I would dearly like to make a difference here, make it work here. I don’t like running away; it seems like a defeat to me. And everyone (who is priviliged enough to be able to)running off to the country or the wilderness would just make matters worse. But I bump up against the limits of this place, this community, and they suffocate me. Not being allowed to compost, for instance, angers me. Every time we bring up renewable energy as an alternative to our oil-heating, we are ignored. Residents only think as far as they are planning to own their appartment: any “future investments” are up to their buyers.
I don’t get shrill (except here perhaps: is this shrill?). I’m not the assertive kind. I wish I were an activist, but I crumble in any kind of confrontational situation. I can’t make this place change. So I plan our escape. I count my blessings: easy access to information, an ability to do the research, and a husband who will one day, once I have enough information, arguments and confidence, understand the wisdom and the need to execute the plan.
Amie plays a large role in my “enlightenment,” which started to burn more brightly a couple of months ago. Yes, she is almost 2 years old. But it took me at least a year to get over the shock of motherhood, to settle back into the habit of sleep and a clear mind so I could think beyond tomorrow.

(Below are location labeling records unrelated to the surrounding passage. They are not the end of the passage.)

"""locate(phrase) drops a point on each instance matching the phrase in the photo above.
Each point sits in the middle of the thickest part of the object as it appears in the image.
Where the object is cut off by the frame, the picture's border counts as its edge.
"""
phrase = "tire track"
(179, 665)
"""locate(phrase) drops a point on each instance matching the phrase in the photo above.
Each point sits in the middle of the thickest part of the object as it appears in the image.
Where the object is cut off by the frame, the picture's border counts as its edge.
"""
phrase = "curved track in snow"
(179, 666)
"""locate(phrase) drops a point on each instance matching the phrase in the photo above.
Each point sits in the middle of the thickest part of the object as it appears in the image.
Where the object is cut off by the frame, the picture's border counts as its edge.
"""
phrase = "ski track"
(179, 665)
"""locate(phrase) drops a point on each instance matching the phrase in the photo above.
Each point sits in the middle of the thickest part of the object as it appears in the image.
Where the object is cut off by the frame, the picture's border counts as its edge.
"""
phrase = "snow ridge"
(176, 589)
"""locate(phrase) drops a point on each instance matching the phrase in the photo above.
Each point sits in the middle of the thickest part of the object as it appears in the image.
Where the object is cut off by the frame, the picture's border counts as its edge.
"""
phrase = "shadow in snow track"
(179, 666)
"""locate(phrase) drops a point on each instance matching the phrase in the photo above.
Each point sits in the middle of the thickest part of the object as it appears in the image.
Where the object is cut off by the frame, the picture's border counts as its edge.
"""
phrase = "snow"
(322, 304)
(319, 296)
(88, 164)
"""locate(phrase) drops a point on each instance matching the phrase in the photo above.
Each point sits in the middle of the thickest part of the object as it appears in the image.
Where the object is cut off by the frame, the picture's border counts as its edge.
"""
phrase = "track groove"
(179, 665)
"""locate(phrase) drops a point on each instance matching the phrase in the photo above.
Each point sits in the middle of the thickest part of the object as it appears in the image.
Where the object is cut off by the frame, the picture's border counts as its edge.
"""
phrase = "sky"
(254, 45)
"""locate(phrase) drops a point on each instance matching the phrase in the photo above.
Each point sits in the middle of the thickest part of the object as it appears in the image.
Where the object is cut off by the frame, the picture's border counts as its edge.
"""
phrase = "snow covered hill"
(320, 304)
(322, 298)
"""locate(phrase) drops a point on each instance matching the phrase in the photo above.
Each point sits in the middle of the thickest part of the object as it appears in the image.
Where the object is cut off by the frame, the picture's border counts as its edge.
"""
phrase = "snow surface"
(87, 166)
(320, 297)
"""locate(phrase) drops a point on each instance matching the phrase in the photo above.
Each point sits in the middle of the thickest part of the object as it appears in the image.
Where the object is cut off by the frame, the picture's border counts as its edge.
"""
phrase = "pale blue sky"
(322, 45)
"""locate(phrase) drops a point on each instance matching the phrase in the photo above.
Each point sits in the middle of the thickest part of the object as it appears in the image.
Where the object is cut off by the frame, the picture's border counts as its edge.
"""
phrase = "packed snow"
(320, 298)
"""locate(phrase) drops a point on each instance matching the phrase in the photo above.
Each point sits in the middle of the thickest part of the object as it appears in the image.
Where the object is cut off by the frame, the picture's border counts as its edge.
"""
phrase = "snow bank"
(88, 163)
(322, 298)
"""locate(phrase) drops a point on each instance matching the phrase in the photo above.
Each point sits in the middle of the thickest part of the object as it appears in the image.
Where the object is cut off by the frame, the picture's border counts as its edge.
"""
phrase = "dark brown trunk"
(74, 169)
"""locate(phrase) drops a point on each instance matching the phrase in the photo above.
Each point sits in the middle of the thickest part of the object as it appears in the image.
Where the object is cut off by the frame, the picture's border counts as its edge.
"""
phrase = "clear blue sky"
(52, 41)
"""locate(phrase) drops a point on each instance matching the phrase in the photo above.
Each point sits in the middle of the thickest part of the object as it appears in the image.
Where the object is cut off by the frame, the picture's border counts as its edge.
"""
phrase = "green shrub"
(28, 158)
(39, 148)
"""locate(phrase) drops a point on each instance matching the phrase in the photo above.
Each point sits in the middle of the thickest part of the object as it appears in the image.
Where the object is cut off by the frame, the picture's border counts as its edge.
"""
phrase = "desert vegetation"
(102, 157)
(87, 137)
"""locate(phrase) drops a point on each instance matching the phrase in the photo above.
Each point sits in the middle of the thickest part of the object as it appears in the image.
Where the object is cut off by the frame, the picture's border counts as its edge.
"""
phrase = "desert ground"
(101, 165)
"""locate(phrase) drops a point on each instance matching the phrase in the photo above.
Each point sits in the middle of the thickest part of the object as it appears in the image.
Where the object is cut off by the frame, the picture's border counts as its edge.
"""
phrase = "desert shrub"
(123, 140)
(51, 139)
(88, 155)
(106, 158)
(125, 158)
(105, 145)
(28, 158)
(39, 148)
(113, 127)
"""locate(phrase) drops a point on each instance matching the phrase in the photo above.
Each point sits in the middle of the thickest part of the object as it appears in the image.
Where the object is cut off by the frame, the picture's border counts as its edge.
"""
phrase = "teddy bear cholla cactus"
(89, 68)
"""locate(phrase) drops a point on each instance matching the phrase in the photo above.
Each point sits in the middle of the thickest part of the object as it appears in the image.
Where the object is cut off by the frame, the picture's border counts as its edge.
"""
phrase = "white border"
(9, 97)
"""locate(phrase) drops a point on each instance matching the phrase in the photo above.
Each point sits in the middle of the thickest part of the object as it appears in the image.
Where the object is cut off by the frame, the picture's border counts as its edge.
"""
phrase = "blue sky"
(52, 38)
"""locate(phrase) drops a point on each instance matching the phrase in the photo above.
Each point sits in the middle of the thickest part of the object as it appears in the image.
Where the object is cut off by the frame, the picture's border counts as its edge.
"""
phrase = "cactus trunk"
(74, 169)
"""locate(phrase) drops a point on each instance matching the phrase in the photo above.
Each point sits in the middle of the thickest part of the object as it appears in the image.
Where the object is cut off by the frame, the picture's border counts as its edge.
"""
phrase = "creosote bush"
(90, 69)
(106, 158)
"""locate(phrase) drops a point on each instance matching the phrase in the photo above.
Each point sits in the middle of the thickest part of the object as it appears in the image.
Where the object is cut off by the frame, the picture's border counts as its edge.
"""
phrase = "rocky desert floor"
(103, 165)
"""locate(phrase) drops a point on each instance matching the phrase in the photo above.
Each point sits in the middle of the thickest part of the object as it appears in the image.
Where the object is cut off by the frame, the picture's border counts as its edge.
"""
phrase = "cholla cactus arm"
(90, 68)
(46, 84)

Also, the rapid development of her cognitive and language skills is forcing me to more articulateness, thoughtfulness, and accountability.
Because, one of these days, she is going to ask: Why?
I dread that day, and I dream of it with a passion. And I want to be ready.
So here’s the plan:
- to be self-sufficient for a large chunk of our food: grow vegetables, plant fruit trees, keep chickens and even goats, and even, even bees…
- to be self-sufficient for at least some of the objects we use: furniture, toys, clothes, housing, electricity and heating…
- to be autonomous, self-regulating, responsible.
- to be skillful, handy, creative, flexible.
- to be confident and active after questioning, discerning, investigating (a never-ending process).
- to be a good stewart of what little of nature is under our “control”, and respectful of the rest.
- to be happy and joyful.
- …
I thought it would be a long list, but this is really all I want. Is it so much to ask for? Is it so hard to get?